Published onDec 02, 2020
Citation-ID proposal + schema

I'd like a Citation ID is to clarify how parsing is improving over time -- "C192b + 193 newly identified, C51 reclassified as line noise, intent of C22 was different across 3 source but has now converged on 'ironic result confirmation, in passing' ".  WP citations are cleanly delineated, but not persistently numbered, so it's currently hard to talk about how a specific cite changes over time. ("the citation for <string> pointing to <url>"?)

citation ID [CID]: something unique to each instance of a citation within a document.  Ex: the WP article on the Internet Archive has 111 refs, and 14 repeated refs.  That would be 125 different CIDs, each with the same source (the article), a different location in the article, various citation strings (the ref text) and targets. As a document is edited, citation numbers would change but the CIDs usually would not.

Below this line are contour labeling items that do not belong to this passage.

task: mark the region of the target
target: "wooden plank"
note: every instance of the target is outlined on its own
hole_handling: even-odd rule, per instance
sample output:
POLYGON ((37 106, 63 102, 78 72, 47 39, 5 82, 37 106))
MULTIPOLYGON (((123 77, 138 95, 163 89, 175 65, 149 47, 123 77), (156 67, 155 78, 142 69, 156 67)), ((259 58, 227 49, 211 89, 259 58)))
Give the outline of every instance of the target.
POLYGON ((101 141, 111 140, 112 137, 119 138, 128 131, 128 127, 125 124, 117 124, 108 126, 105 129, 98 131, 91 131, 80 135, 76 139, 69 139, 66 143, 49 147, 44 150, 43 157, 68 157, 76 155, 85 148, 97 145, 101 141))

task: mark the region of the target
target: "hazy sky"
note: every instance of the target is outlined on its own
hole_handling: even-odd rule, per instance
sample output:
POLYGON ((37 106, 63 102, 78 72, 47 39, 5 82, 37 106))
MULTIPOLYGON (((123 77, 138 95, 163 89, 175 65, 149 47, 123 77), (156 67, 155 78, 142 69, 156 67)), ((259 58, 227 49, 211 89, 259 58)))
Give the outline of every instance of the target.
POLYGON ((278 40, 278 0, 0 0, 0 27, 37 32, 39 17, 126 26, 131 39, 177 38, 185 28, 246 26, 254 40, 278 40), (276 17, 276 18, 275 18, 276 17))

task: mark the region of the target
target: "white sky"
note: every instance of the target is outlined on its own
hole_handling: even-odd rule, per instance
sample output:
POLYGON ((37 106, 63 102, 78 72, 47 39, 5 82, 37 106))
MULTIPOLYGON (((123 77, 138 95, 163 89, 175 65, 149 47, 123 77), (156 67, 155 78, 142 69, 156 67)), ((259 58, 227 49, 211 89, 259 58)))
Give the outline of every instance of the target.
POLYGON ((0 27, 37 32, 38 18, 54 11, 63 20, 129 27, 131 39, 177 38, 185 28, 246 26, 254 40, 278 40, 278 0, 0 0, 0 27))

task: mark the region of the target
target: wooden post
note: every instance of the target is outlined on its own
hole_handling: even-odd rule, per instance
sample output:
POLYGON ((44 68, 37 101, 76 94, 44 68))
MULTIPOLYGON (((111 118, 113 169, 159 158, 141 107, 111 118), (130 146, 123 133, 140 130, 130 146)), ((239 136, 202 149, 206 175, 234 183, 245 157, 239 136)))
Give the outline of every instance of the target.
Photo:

overlap across citation indexes : overlap in coverage (citations per document) and in the details of equivalent cites (maps b/t what they capture and infer).  It can be harder to properly get inline/repeated/abbreviated cites than to get the right total set of distinct cited sources. 

inferred cites : extract a cite string, reconcile its target.

citation intent :  scicite and scite have taxonomies for this (+ conf. scores)

confidence scores : separate confidence that a source string is a cite, that its target has been identified, that its intent has been well-classified.